Symbols and Strings are Stored Differently

As a jumping off point imagine using a select query to filter a subset of data from a table. The artificial data in this example is created by generating 1,000 unique, random symbols of length eight and then from those taking 1,000,000 random draws: 

q)syms:1000000?-1000?`8

We can put this and its corresponding char form into a table (note that this table has no attributes on it): 

q)show t:([]str:string syms;syms) 
str        syms 
------------------- 
"dpjdfoph" dpjdfoph 
"nmhbooij" nmhbooij 
"aedpgpon" aedpgpon 
... 

Extracting the subset of interest using the symbol column vs. the char column: 

q)\ts select from t where syms in `dpjdfoph`nmhbooij`aedpgpon`ohmdaecl`ogcejddh 
11 9437792

q)\ts select from t where str in string `dpjdfoph`nmhbooij`aedpgpon`ohmdaecl`ogcejddh
84 16778432

This order of magnitude gulf is down to an underlying difference in how the two datatypes are represented in memory. Symbols are interned strings: consequently, comparisons involving them are between their numeric pointers and so are atomic. On the other hand, comparisons between two char lists can involve, at the worst, as many operations as there are characters making up one of the vectors. Furthermore, a list/column of char vectors is a nested structure with each string (in general) varying in length. The impact this has on memory can be sizeable due to any list having a 16-byte overhead and also an 8-byte pointer for every element it contains. Combined with kdb+’s implementation of the buddy memory-allocation algorithm the requirements for the raw data can be blown up significantly. See this post for further details.

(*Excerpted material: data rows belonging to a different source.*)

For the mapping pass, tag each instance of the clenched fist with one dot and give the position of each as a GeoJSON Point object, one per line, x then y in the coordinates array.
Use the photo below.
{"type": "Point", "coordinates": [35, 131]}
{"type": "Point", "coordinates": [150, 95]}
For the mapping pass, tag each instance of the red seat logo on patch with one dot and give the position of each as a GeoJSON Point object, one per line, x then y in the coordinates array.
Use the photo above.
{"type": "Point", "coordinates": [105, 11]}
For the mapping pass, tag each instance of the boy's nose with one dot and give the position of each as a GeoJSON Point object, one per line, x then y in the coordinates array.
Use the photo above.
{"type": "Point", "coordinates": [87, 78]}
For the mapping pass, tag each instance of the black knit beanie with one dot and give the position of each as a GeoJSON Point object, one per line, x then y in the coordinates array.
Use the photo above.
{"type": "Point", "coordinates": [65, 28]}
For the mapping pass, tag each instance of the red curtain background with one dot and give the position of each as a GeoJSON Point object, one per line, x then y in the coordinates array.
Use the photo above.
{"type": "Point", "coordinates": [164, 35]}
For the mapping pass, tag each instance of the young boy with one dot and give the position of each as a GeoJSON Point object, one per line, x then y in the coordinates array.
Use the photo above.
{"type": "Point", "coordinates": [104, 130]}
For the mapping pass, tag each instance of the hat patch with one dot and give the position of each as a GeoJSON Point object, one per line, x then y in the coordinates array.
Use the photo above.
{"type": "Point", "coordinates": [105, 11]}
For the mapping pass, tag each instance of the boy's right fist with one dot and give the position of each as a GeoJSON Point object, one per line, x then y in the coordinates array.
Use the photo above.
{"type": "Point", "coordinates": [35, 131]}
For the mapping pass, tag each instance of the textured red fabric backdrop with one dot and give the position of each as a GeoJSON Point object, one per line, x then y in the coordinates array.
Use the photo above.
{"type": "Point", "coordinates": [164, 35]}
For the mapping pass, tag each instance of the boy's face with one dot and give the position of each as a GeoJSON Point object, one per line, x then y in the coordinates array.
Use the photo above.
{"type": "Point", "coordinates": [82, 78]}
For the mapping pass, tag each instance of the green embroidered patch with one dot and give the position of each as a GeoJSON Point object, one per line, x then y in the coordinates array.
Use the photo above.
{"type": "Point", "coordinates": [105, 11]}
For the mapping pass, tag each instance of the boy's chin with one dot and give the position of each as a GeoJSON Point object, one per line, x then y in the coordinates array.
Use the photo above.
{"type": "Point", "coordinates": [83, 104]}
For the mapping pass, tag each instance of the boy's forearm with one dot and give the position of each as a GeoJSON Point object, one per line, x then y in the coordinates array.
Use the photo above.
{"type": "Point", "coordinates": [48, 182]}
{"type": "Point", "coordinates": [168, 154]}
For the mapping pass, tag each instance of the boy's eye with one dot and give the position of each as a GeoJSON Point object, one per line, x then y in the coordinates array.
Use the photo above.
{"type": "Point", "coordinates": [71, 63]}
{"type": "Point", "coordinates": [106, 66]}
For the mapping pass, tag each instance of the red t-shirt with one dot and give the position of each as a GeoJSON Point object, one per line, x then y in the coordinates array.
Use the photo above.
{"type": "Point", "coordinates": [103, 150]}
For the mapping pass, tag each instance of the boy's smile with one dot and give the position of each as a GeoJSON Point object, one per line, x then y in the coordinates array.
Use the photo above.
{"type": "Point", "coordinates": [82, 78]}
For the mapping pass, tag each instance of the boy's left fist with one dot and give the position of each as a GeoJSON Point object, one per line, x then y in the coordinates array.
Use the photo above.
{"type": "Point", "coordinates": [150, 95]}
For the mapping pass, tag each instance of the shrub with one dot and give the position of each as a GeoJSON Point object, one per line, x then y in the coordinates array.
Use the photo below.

Apart from time efficiency there is also storage space to consider. Saving down without using any sort of compression: 

q)`:hdb/tu/ set .Q.en[`:hdb;t]; 
q)\ls -lh hdb 
"total 16K" 
"-rw-rw-r-- 1 cmackenzie cmackenzie 8.8K Apr 28 09:05 sym" 
"drwxrwxr-x 2 cmackenzie cmackenzie 4.0K Apr 28 09:05 tu" 

q)\ls -lh hdb/tu 
"total 25M" 
"-rw-rw-r-- 1 cmackenzie cmackenzie 7.7M Apr 28 09:15 str" 
"-rw-rw-r-- 1 cmackenzie cmackenzie 9.6M Apr 28 09:15 str#" 
"-rw-rw-r-- 1 cmackenzie cmackenzie 7.7M Apr 28 09:15 syms" 

The original str object is made into two files: str#, which contains the data as essentially one continuous string, and str, which is used to construct the breakpoints separating strings. syms‘ storage requirements (alongside the sym file containing the enumeration domain; see the following paragraph for details) are matched by str alone and exceeded twice over when bringing str# into the equation. Say instead some sort of compression e.g. kdb-ipc is used for saving down the table: 

q)(`:hdb/tc/;16;1;0) set .Q.en[`:hdb;t]; 
q)\ls -lh hdb/tc 
"-rw-rw-r-- 1 cmackenzie cmackenzie 3.2M Apr 28 09:40 str" 
"-rw-rw-r-- 1 cmackenzie cmackenzie 9.6M Apr 28 09:40 str#" 
"-rw-rw-r-- 1 cmackenzie cmackenzie 3.1M Apr 28 09:40 syms" 

str and syms achieve similar compression ratios whereas str# is unaffected. In this example the symbol type uses less than a quarter of the disk space that the char type does. This difference in outcomes is down to the fact that the column with symbol datatype has undergone enumeration i.e. a list comprised of the distinct values of syms (and any other subsequent symbol columns added on to tc) has been made as sym (mentioned previously) and the file named syms now contains in place of the original values their corresponding positional index within sym. The index list requires eight bytes of diskspace per item and the sym file however much it takes to store the unique symbols that are to be saved down. On the whole, for columns with not very many distinct values this approach is more storage efficient than saving down the original symbol column.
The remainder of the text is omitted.